Date : Sun, 10 May 2015 18:49:42 +0100
From : julianbrown99@... (Julian Brown)
Subject: The mythical chunky graphics mode
Hi,
A while ago I happened across a page that describes how to set up a
"chunky" graphics mode on the BBC micro:
http://modelb.bbcmicro.com/tech-chunky.html
I've been experimenting with this idea, but hitting some very strange
failures: basically "chunky" mode works fine in an emulator (b-em v2.2 on
Linux, to be specific), but on real hardware -- depending on the BBC model
-- it either doesn't work at all, or works only with some caveats. I'm
using the composite video outputs of my beebs (with colour burst enabled),
attached to an LCD TV/monitor.
On a Master:
* Initialising a "chunky" mode using the low-speed CRTC clock (modes 4/5/6)
works fine.
* Initialising a "chunky" mode using the high-speed CRTC clock (modes
0/1/2) gives the expected result for every other byte, but the in-between
bytes are scrambled: this is partially explained by
http://beebwiki.mdfs.net/Address_translation (the XOR'ing of the MA6 line
with the 1MHz clock), but the logic in the Master's CRTC MUX appears to be
more complicated: either MA6 or MA7 is toggled, depending on the value of
RA0. (Our supposition is that this is because there are more rows in the
Master's DRAM chips to refresh).
This is understandable (though not behaviour that is emulated correctly by
b-em!), but means that a true "high-resolution" chunky mode is impossible
on the Master.
So, I thought I'd try on a Model B instead, only to find that the technique
does not work *at all* there!

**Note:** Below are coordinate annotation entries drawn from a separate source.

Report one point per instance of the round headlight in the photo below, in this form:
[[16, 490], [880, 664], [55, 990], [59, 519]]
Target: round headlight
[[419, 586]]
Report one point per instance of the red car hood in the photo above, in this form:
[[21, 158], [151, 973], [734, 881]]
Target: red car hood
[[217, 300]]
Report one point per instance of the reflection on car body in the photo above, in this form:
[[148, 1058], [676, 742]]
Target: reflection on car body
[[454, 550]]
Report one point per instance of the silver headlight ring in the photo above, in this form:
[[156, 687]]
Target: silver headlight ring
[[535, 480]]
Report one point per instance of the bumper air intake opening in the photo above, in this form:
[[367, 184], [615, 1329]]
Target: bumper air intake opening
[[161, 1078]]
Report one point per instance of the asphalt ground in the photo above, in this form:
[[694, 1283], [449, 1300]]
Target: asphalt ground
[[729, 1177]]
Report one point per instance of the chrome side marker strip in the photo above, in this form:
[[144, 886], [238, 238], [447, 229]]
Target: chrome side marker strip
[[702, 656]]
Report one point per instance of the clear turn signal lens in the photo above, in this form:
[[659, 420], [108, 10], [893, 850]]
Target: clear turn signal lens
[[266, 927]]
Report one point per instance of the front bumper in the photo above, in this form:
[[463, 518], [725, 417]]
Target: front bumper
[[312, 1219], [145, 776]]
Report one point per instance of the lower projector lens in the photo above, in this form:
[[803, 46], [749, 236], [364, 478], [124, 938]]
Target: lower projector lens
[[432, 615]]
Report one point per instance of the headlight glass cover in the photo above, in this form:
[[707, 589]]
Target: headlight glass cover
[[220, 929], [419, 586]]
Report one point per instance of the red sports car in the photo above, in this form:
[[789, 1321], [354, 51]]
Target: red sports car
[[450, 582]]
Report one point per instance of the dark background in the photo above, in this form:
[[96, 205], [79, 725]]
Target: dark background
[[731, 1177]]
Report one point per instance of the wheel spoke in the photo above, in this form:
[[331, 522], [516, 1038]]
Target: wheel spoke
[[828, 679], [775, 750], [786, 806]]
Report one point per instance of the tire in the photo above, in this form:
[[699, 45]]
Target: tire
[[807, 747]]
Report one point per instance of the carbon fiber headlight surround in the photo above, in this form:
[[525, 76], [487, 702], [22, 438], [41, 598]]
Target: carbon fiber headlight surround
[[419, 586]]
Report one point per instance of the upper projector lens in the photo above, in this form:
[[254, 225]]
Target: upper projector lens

I expected low-speed CRTC-clock "chunky" mode
to work as-is, as it does on the Master, and for high-speed CRTC-clock mode
to work also, albeit with the 6th address bit toggled on every other byte.
This would have given a usable result, if mildly awkward.
But, it seems that the horizontal and/or vertical sync pulses are getting
corrupted somehow, simply through asserting TTXVDU in a given mode.
You can try this yourself easily enough from BASIC (at your own risk!):
e.g. something like,
10 MODE4
20 VDU23,0,12,&28,0,0,0,0,0,0
30 FOR A%=&7C00 TO &7FFF
40 ?A%=255
50 NEXT
Rather than the expected solid-white screen, this gives a signal that my
monitor (at least) cannot lock onto.
A friend and I have been staring at the schematic for a while, and can't
make any sense of this! Does anyone know what's going on? Has anyone ever
got this working? Why does it work on the Master (even as far as it does),
if not the Model B?
(Possible ideas: IC15 sinks all the current from D0-D7, leaving IC6 (Video
ULA) in a strange state, or IC5 (SAA5050) emits non-zero nonsense on its
RGB outputs and IC6 just OR's them together with its own RGB values --
expecting the former to be zero when bit 1 of the video ULA control
register is zero -- instead of muxing them properly? Neither of those would
really explain why the syncs are getting broken though, I don't think.)